Стекло особого света не давало, приятное видение исчезло, а что вроде бы меньше копоти, так то мелочь. Все мелочь по сравнению со свободой.
А она через решетку, закрытую на цепь, подпертую хорошим дрыном и вновь опутанную белой паутиной растяжек, и не просматривалась. Лишь ветер играл облаком-заслонкой, открывая и закрывая солнечный блик на стенке траншеи.
Единственное разнообразие – баня.
– Почему мыться не проситесь? – впервые без маски подошел один из боевиков. Зеленый берет лихо заломлен, аккуратная бородка – вылитый Че Гевара. – Прикинь, сколько без мытья.
Мы вообще-то и на волю не просимся. Водой, которая есть, моем через день ноги, да и то не всю ступню полностью, а только пальцы.
– Туда-сюда, движение. Еще вшей заведете нам. Ночью баня.
Мимо костров, хихикающих боевиков, положив друг другу на плечи руки, слепцами-поводырями идем по тропам и траншеям вниз. Слышим журчание воды.
– Давайте, мойтесь.
Мы – на дне оврага, по которому бежит речка. По берегам – вкруговую автоматчики. На деревянном мостке, окунувшем нос в воду, кусок хозяйственного мыла.
– Можете и постираться, туда-сюда. Только давайте быстрее, делайте движение.
Вода холодная, родниковая. Просчитываю минусы: из холода, не обтертыми, возвращаться в земляную стылость. Да еще без рубах. И с учетом того, что все лето не видели света, не говоря уже о витаминах.
– Смелей, полковник. Прикинь, мы по два-три раза в неделю моемся, не считая того, что подмываемся перед каждым намазом. К Аллаху нужно обращаться чистым, туда-сюда.
Я, что ль, против? Это же прекрасно: после баньки, даже такой, – да к костерку, за чашку горячего чая…

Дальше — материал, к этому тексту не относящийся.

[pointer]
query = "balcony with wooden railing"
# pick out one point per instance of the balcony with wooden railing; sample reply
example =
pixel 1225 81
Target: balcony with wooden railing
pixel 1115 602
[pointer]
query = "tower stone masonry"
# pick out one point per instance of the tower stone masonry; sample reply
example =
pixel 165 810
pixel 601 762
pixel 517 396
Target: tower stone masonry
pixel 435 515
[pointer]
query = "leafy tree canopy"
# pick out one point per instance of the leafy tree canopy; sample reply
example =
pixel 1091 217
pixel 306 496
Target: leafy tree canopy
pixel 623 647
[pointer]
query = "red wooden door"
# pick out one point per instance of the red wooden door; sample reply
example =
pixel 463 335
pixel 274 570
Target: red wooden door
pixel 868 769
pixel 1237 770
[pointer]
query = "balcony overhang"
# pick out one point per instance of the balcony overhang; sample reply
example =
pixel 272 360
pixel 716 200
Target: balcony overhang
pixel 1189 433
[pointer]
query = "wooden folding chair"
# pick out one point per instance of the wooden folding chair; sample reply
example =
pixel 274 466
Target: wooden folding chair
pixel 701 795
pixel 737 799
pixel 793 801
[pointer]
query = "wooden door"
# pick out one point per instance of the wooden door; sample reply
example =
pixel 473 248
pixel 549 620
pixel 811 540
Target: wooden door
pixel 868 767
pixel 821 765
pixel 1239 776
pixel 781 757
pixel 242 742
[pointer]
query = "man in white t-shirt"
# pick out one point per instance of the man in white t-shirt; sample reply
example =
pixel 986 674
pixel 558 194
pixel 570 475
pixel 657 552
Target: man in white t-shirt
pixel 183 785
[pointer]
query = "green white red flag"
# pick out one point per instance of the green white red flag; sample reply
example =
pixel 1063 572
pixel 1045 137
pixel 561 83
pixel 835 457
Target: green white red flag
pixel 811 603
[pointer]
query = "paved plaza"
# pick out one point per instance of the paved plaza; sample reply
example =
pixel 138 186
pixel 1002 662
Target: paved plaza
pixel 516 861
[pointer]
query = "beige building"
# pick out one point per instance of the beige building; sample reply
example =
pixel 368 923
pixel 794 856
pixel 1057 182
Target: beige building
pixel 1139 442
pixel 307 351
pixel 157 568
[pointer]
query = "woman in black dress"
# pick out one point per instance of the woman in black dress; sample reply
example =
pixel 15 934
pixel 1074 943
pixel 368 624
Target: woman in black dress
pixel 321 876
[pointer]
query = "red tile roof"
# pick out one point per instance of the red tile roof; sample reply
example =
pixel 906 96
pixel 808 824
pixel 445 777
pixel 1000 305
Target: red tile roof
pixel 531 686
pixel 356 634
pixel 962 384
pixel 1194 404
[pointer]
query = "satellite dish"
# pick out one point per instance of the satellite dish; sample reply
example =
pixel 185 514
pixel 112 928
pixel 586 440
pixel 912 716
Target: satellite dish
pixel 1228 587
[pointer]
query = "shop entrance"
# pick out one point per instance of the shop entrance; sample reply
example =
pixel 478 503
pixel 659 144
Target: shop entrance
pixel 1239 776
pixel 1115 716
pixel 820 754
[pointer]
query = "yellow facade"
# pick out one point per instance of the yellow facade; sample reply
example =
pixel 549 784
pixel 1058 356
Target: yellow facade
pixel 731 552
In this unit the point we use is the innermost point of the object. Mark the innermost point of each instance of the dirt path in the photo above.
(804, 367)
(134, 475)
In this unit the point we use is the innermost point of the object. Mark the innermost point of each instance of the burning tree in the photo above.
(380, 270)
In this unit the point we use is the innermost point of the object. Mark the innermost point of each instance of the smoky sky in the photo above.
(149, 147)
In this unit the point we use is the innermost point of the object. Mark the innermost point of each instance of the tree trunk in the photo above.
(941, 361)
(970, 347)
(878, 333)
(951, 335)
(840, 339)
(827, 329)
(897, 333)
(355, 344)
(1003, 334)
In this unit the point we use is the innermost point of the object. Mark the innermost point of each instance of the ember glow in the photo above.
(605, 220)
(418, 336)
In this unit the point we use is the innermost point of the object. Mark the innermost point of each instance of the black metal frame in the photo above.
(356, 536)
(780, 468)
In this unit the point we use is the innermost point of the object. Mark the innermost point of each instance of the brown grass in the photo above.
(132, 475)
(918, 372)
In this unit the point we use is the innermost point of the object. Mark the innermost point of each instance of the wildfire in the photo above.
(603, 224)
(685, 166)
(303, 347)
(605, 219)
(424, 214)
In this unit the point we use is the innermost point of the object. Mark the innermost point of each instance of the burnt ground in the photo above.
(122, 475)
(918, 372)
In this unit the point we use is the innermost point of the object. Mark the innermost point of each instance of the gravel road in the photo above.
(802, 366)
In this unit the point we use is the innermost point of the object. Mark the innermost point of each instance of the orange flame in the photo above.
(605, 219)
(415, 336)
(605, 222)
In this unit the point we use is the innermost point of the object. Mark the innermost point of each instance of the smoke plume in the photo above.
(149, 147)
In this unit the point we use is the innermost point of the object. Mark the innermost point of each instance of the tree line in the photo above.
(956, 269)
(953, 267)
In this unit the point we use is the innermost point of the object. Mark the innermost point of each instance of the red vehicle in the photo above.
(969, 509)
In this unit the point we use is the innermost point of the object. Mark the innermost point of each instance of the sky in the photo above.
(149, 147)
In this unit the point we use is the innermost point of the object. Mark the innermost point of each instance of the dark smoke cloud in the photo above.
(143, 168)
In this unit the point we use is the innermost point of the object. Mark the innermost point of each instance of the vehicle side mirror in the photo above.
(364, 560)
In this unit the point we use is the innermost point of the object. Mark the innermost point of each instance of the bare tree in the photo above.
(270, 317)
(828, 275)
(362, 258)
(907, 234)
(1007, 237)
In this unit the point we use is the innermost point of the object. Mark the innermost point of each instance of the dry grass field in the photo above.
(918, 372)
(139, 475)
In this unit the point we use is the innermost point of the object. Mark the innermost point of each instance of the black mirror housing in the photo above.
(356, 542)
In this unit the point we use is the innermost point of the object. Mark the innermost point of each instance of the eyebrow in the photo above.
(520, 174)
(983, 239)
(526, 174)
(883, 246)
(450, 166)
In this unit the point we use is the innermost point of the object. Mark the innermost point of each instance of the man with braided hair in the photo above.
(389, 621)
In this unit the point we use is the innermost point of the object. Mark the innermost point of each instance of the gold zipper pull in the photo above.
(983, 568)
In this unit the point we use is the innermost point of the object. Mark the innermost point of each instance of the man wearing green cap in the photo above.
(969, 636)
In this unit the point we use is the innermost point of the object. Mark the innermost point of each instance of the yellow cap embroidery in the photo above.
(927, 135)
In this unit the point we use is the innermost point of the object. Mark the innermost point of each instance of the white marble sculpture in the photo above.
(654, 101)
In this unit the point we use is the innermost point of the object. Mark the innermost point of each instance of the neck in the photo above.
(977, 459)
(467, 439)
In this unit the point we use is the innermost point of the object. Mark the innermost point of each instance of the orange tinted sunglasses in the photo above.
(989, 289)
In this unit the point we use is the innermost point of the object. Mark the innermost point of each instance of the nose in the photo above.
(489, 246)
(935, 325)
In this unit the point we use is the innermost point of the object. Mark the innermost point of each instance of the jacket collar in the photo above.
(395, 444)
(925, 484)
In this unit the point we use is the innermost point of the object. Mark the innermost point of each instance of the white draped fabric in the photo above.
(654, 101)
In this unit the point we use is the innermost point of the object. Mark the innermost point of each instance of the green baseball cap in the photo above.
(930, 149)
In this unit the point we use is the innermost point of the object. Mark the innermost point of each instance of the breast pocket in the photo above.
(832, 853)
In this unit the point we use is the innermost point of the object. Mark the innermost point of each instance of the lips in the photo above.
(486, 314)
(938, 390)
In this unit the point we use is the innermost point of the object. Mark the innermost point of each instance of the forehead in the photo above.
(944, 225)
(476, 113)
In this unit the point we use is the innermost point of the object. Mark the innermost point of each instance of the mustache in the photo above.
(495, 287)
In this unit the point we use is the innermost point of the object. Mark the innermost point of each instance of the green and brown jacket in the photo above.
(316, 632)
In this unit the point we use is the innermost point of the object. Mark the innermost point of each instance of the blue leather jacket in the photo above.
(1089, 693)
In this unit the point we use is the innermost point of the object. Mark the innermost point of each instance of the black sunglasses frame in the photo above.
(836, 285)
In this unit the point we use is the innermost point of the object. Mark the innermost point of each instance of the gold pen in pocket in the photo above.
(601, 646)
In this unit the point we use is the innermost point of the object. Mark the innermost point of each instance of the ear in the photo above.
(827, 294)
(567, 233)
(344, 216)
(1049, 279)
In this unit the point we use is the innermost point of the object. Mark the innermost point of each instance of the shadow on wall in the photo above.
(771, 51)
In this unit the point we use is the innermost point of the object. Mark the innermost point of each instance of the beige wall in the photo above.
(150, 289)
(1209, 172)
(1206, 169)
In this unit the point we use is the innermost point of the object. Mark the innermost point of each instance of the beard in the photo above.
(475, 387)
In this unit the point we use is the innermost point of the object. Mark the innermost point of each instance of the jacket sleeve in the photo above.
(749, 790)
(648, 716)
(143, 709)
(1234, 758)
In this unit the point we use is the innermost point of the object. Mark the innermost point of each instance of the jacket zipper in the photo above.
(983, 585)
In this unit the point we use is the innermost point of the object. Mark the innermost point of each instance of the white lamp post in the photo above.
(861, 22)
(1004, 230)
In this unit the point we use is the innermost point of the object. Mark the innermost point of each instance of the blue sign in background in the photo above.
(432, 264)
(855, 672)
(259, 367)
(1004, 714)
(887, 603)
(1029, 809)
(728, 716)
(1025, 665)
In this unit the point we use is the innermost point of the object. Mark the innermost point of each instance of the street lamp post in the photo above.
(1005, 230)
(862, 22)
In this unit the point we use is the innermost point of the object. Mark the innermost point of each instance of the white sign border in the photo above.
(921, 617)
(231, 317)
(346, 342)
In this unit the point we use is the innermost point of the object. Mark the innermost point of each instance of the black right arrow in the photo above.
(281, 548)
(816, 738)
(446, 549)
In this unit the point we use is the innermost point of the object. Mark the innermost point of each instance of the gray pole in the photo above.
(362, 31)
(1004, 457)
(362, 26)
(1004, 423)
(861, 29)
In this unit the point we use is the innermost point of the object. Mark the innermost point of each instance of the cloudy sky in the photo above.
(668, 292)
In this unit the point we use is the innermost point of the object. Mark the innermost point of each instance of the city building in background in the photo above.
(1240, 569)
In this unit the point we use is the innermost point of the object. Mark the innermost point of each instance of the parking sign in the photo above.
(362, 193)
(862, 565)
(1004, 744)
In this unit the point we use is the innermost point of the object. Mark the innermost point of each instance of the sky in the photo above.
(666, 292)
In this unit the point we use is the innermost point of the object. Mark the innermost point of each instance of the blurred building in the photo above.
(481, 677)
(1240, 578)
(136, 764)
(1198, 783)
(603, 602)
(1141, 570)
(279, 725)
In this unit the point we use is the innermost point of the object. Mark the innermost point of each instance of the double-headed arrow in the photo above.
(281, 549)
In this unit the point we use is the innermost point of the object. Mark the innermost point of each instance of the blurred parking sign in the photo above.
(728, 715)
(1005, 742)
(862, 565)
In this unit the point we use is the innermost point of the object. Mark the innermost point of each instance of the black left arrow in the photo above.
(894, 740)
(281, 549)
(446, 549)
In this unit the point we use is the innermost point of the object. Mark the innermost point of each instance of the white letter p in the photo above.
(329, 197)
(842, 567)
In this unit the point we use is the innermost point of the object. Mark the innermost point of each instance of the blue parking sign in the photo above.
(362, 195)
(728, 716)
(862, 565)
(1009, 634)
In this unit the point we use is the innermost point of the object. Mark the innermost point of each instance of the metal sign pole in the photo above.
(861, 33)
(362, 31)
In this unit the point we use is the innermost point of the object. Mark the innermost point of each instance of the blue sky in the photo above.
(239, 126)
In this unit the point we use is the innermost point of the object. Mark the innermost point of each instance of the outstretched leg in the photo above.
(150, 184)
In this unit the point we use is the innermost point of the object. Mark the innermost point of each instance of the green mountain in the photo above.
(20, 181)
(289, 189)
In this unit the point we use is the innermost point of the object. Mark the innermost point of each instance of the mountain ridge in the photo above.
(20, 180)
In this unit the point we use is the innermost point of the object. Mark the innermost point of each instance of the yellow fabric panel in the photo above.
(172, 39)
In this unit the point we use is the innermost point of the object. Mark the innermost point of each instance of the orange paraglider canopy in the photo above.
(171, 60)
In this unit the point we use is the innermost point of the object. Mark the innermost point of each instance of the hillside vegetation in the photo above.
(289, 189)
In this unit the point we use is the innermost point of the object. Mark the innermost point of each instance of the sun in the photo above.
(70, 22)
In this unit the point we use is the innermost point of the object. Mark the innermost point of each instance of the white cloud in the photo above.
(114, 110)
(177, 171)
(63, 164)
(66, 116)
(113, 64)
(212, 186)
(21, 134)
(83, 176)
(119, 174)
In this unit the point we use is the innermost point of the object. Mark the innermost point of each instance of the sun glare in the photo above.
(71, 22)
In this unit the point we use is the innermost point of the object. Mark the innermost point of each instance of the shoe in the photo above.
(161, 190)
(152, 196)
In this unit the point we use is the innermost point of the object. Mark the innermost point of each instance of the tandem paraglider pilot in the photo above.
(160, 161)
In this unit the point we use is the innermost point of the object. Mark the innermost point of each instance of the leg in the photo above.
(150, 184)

Окунаюсь быстро, вытираюсь пусть и грязным бельем, но насухо. Ребята плещутся дольше. И хотя последним из реки буквально выуживаем Махмуда, первым заболевает Борис. Он вначале пожаловался на ноги, а потом его стало ломать всего. Единственное, чем могли помочь, – сняли с себя и укрыли дополнительным одеялом. И каждый раз капали на мозги охране: Борис болен, болен, болен. Те сочувственно разводили руками: за собой нужно следить самим, туда-сюда, движение. Правда, один раз принесли дополнительно еду днем, а затем передали и несколько таблеток анальгина.
Сам Борис переносил жар и ломоту стоически, стонал лишь во сне. Днем же приговаривал:
– Простуду когда лечат, она заканчивается через семь дней. А если не лечить, то сама проходит через неделю.
Но какой же тяжкой оказалась эта неделя! И я, наверняка и Махмуд невольно «примеряли» болезнь на себя: как станет крутить, в случае чего, нас? Хватит выдержки, элементарных сил перенести простуду? Какими осложнениями она потом аукнется?